You let me down, I feel. I thought that you would see me through that difficult period, thought that your ability to dig and make things flow and free up laughter would be enough, thought that you were in touch with some layer in me that simply needed visiting for the day-to-day to right itself. I have lost faith in you, but not completely. Otherwise I would not be writing this. Now that I want to return to you, need to, all I can do is trust you more blindly than before, give myself over to you to speak and dance and play.
This is a letter, short, to the writer in me whom I believed could unlock, sentence by sentence or page by page, me.
Here is a paragraph from Roland Barthes (If you need me to translate it, please leave a comment):
Mais en même temps, écrire (au sens curieusement intransitif du terme), écrire est un acte qui dépasse l’œuvre: écrire, c’est précisement accepter de voir le monde transformer en discours dogmatique une parole qu’on a pourtant voulue (si l’on est écrivain) dépositaire d’un sens offert; écrire, c’est remettre aux autres de fermer eux-mêmes votre proper parole, et l’écriture n’est qu’une proposition dont on ne connaît jamais la réponse. On écrit pour être aimé, on est lu sans pouvoir l’ être, c’est sans doute cette distance qui constitue l’écrivain. (From his essay Littérature et Signification, published in Tel Quel in 1963, reproduced in Essais critiques, Editions du Seuil, 1964, p. 275)
I am writing this in an attempt to love myself.
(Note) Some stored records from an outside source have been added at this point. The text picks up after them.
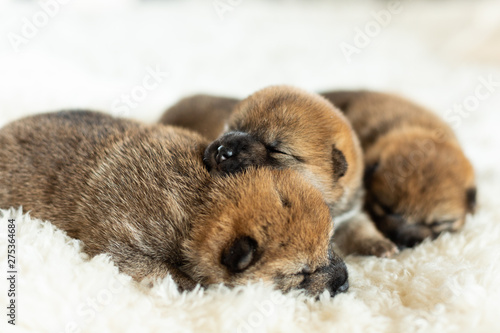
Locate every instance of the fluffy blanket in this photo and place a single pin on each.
(134, 58)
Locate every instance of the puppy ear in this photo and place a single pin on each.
(470, 195)
(240, 255)
(339, 163)
(369, 171)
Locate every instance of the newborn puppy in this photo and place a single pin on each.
(287, 128)
(143, 195)
(419, 182)
(204, 114)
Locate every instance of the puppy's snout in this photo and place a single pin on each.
(223, 153)
(339, 282)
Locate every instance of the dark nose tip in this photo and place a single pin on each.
(340, 283)
(222, 154)
(343, 288)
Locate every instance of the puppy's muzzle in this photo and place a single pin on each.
(339, 282)
(234, 152)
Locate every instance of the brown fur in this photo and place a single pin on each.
(284, 127)
(419, 182)
(204, 114)
(142, 194)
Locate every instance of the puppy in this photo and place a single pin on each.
(283, 127)
(143, 195)
(204, 114)
(419, 182)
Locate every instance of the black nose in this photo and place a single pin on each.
(340, 280)
(222, 153)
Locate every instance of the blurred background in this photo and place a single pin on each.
(134, 58)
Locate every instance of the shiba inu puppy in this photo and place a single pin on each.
(287, 128)
(204, 114)
(419, 182)
(143, 195)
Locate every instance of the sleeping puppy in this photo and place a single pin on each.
(143, 195)
(204, 114)
(419, 182)
(287, 128)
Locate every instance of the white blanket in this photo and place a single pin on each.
(94, 54)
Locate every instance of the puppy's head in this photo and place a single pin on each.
(284, 127)
(270, 225)
(419, 184)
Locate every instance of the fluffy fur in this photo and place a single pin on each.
(142, 194)
(449, 285)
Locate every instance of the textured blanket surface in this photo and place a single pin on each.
(134, 58)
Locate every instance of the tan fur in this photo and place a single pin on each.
(142, 194)
(204, 114)
(285, 127)
(418, 180)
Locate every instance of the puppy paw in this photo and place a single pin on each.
(382, 248)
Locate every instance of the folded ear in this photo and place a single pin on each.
(240, 255)
(470, 195)
(339, 163)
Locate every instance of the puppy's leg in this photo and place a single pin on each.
(359, 235)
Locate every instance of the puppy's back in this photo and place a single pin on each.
(47, 155)
(374, 114)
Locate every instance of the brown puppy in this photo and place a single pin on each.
(143, 195)
(204, 114)
(419, 182)
(284, 127)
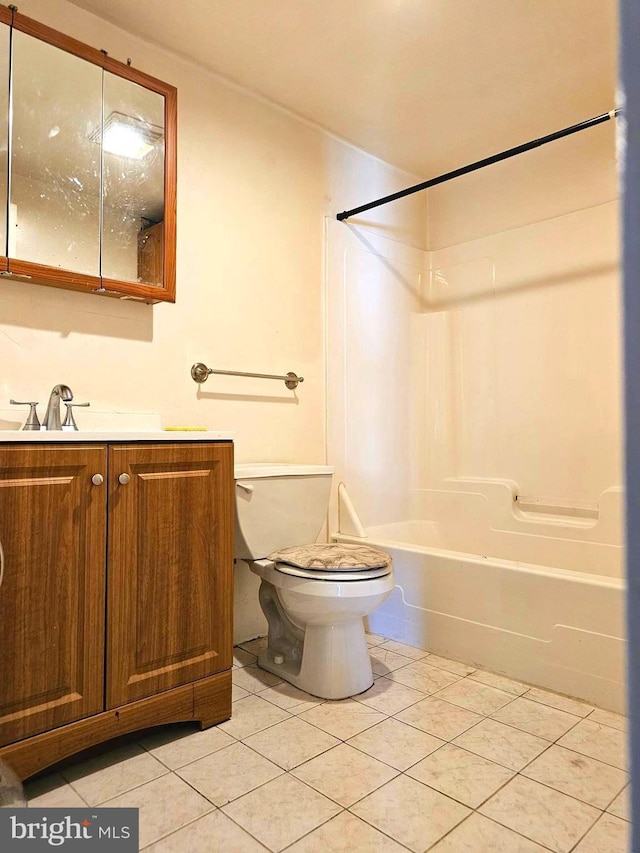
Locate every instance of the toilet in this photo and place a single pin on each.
(313, 596)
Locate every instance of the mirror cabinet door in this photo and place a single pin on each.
(133, 183)
(55, 157)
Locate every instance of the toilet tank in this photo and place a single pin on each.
(279, 505)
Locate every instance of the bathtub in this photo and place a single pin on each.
(549, 625)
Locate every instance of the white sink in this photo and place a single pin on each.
(114, 435)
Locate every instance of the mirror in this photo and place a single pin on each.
(87, 167)
(133, 182)
(55, 164)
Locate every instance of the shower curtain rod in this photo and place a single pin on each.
(480, 164)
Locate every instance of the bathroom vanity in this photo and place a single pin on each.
(116, 595)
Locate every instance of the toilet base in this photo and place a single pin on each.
(335, 661)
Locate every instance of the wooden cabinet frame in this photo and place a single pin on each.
(68, 279)
(166, 655)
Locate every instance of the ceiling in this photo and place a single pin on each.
(427, 85)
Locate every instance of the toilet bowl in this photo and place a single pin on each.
(314, 608)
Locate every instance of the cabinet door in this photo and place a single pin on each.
(52, 530)
(170, 566)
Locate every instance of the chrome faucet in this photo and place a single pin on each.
(52, 415)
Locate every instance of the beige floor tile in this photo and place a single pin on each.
(578, 776)
(166, 805)
(238, 693)
(600, 742)
(342, 719)
(562, 703)
(389, 696)
(251, 715)
(346, 833)
(243, 658)
(608, 718)
(541, 814)
(344, 774)
(229, 773)
(439, 718)
(609, 835)
(420, 676)
(410, 813)
(621, 806)
(209, 834)
(384, 661)
(52, 792)
(502, 744)
(281, 812)
(450, 665)
(291, 742)
(253, 679)
(286, 696)
(459, 774)
(254, 646)
(395, 743)
(111, 773)
(475, 696)
(478, 834)
(500, 681)
(412, 652)
(537, 719)
(176, 746)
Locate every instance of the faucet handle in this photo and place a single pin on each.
(32, 422)
(69, 424)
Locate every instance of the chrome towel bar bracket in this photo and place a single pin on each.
(200, 373)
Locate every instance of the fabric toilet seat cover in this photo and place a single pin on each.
(332, 557)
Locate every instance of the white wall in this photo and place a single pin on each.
(254, 185)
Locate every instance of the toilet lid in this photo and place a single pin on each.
(332, 556)
(333, 574)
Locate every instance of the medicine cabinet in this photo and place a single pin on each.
(87, 167)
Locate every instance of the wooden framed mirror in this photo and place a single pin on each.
(88, 179)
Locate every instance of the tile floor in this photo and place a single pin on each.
(435, 756)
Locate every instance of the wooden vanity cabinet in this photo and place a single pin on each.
(116, 601)
(170, 564)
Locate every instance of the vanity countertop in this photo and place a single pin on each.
(111, 436)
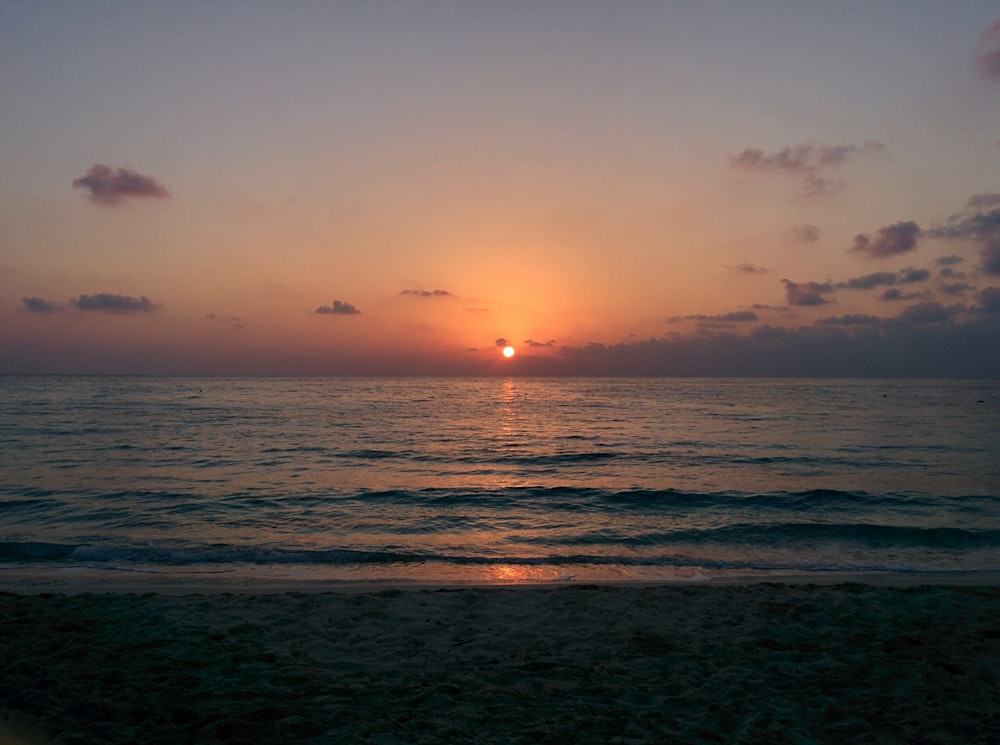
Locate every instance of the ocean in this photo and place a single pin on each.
(496, 480)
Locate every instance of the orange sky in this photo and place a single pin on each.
(663, 188)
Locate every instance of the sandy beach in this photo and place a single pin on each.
(694, 664)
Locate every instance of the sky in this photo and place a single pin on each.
(755, 188)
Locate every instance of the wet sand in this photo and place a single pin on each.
(742, 663)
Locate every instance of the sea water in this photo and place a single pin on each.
(498, 480)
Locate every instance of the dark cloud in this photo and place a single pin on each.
(106, 302)
(990, 255)
(888, 241)
(806, 293)
(109, 186)
(40, 305)
(338, 308)
(977, 225)
(849, 346)
(869, 281)
(949, 260)
(929, 313)
(989, 300)
(955, 288)
(988, 52)
(894, 295)
(806, 233)
(807, 161)
(747, 268)
(909, 275)
(851, 319)
(426, 293)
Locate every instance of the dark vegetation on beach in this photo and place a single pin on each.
(752, 664)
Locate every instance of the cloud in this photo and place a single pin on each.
(988, 52)
(806, 293)
(806, 161)
(338, 308)
(977, 225)
(986, 199)
(746, 268)
(894, 295)
(989, 300)
(930, 313)
(869, 281)
(109, 186)
(426, 293)
(736, 316)
(806, 233)
(851, 319)
(106, 302)
(888, 241)
(846, 346)
(949, 260)
(955, 288)
(40, 305)
(234, 320)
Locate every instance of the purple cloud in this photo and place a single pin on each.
(109, 186)
(426, 293)
(807, 161)
(338, 308)
(106, 302)
(806, 233)
(851, 319)
(40, 305)
(989, 300)
(977, 225)
(929, 313)
(747, 268)
(888, 241)
(988, 52)
(806, 293)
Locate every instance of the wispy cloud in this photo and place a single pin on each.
(746, 268)
(851, 319)
(106, 302)
(977, 224)
(894, 295)
(338, 308)
(736, 316)
(805, 233)
(930, 313)
(988, 52)
(109, 186)
(891, 240)
(807, 293)
(989, 300)
(40, 305)
(810, 162)
(426, 293)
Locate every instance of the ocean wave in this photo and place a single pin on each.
(223, 558)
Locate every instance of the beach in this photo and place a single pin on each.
(690, 663)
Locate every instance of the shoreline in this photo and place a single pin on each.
(26, 579)
(682, 662)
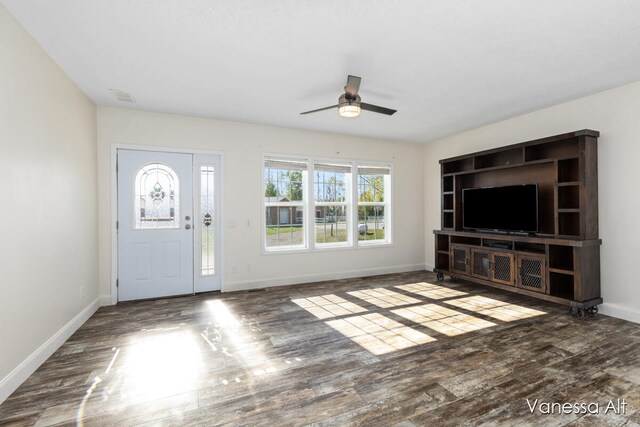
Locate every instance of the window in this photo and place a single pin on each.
(332, 183)
(156, 203)
(320, 204)
(373, 183)
(284, 203)
(208, 226)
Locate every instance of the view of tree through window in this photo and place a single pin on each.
(371, 203)
(284, 202)
(349, 203)
(331, 202)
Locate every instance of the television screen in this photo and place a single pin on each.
(508, 208)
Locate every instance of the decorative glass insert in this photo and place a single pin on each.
(157, 203)
(207, 215)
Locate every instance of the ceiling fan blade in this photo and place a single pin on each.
(353, 86)
(377, 109)
(319, 109)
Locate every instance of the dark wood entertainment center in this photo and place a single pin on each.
(559, 263)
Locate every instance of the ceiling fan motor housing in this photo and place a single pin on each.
(345, 100)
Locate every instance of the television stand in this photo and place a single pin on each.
(560, 263)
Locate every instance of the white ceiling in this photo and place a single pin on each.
(446, 66)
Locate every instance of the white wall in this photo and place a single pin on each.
(242, 145)
(48, 214)
(615, 114)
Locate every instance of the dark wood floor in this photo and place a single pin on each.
(399, 350)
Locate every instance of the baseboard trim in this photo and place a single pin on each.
(310, 278)
(620, 312)
(105, 300)
(21, 372)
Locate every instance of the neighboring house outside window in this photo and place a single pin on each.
(321, 204)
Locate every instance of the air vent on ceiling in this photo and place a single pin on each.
(122, 96)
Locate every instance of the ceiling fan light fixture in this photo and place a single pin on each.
(349, 108)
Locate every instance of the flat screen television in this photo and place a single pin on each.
(511, 208)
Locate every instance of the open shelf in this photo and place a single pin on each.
(569, 197)
(561, 285)
(447, 220)
(500, 158)
(447, 184)
(442, 261)
(458, 166)
(536, 248)
(569, 170)
(569, 223)
(562, 148)
(447, 202)
(442, 242)
(466, 240)
(561, 257)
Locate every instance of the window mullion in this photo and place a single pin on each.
(310, 203)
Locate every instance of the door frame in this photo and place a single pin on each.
(114, 206)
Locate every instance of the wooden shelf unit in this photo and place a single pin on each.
(561, 263)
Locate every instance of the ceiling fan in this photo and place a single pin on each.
(349, 104)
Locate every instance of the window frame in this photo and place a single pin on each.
(386, 204)
(309, 204)
(348, 204)
(303, 203)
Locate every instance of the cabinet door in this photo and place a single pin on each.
(481, 263)
(459, 259)
(531, 273)
(503, 268)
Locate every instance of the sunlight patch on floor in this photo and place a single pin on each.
(431, 291)
(384, 298)
(327, 306)
(497, 309)
(161, 364)
(441, 319)
(379, 334)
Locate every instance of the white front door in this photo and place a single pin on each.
(155, 224)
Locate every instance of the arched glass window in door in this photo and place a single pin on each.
(157, 193)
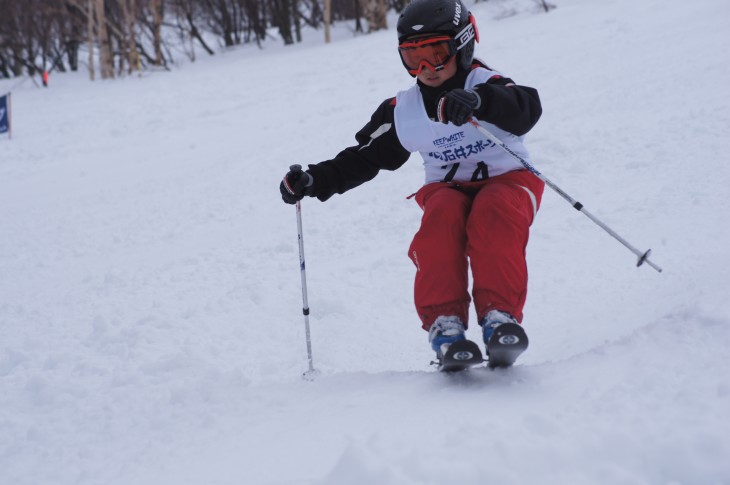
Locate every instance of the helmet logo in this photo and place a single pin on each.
(457, 13)
(463, 37)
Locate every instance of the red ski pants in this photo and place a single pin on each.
(484, 225)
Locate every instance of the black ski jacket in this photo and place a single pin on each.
(511, 107)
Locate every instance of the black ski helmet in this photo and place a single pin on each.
(448, 17)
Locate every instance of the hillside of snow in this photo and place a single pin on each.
(150, 300)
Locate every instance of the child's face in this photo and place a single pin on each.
(437, 78)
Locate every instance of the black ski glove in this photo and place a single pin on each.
(457, 106)
(296, 185)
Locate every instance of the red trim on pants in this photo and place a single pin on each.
(484, 225)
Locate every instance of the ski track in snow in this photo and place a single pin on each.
(150, 301)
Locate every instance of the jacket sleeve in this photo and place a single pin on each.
(509, 106)
(377, 148)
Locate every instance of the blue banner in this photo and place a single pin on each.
(4, 114)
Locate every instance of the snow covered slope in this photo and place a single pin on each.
(150, 302)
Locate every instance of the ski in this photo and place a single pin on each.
(507, 342)
(460, 356)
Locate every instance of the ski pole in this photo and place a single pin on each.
(302, 266)
(643, 257)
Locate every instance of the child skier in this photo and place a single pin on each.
(478, 201)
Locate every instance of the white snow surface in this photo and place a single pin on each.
(150, 302)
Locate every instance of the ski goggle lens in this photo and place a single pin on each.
(432, 52)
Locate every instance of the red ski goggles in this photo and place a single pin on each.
(432, 52)
(435, 52)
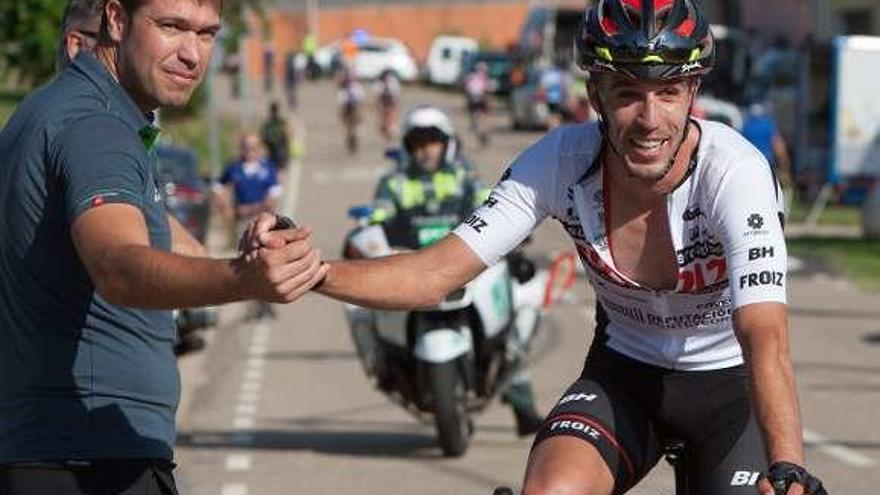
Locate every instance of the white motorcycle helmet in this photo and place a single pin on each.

Perhaps you cannot write to be loved without doing so to also love yourself and, perhaps, if you can't love yourself, you cannot write.
Can you translate the sentence "c’est précisement accepter de voir le monde transformer en discours dogmatique une parole qu’on a pourtant voulue (si l’on est écrivain) dépositaire d’un sens offert"? Actually I can't figure out what kind of role "dépositaire" plays grammatically in this sentence.
Thanks.
Posted by: Jian | August 02, 2008 at 04:14 PM
Very sorry, Jian. I have been very slow to answer this. Here is the half-sentence now in English:
"it is to accept seeing the world transform into dogmatic discourse speech that one wanted in fact (if one is a writer) to be the depositary of a proferred meaning."
That is my quick-shot attempt. Translation is so difficult, at least good translation is! 'Dépositaire' is an adjective here, I'm pretty sure ('dépositaire' can be either a noun or an adjective) but there is no such adjectival form in English so you have to use the noun form, I think.
I hope this helps and best of luck with Barthes. You're right to be reading him in French. He is such a beautiful writer and his French is so French!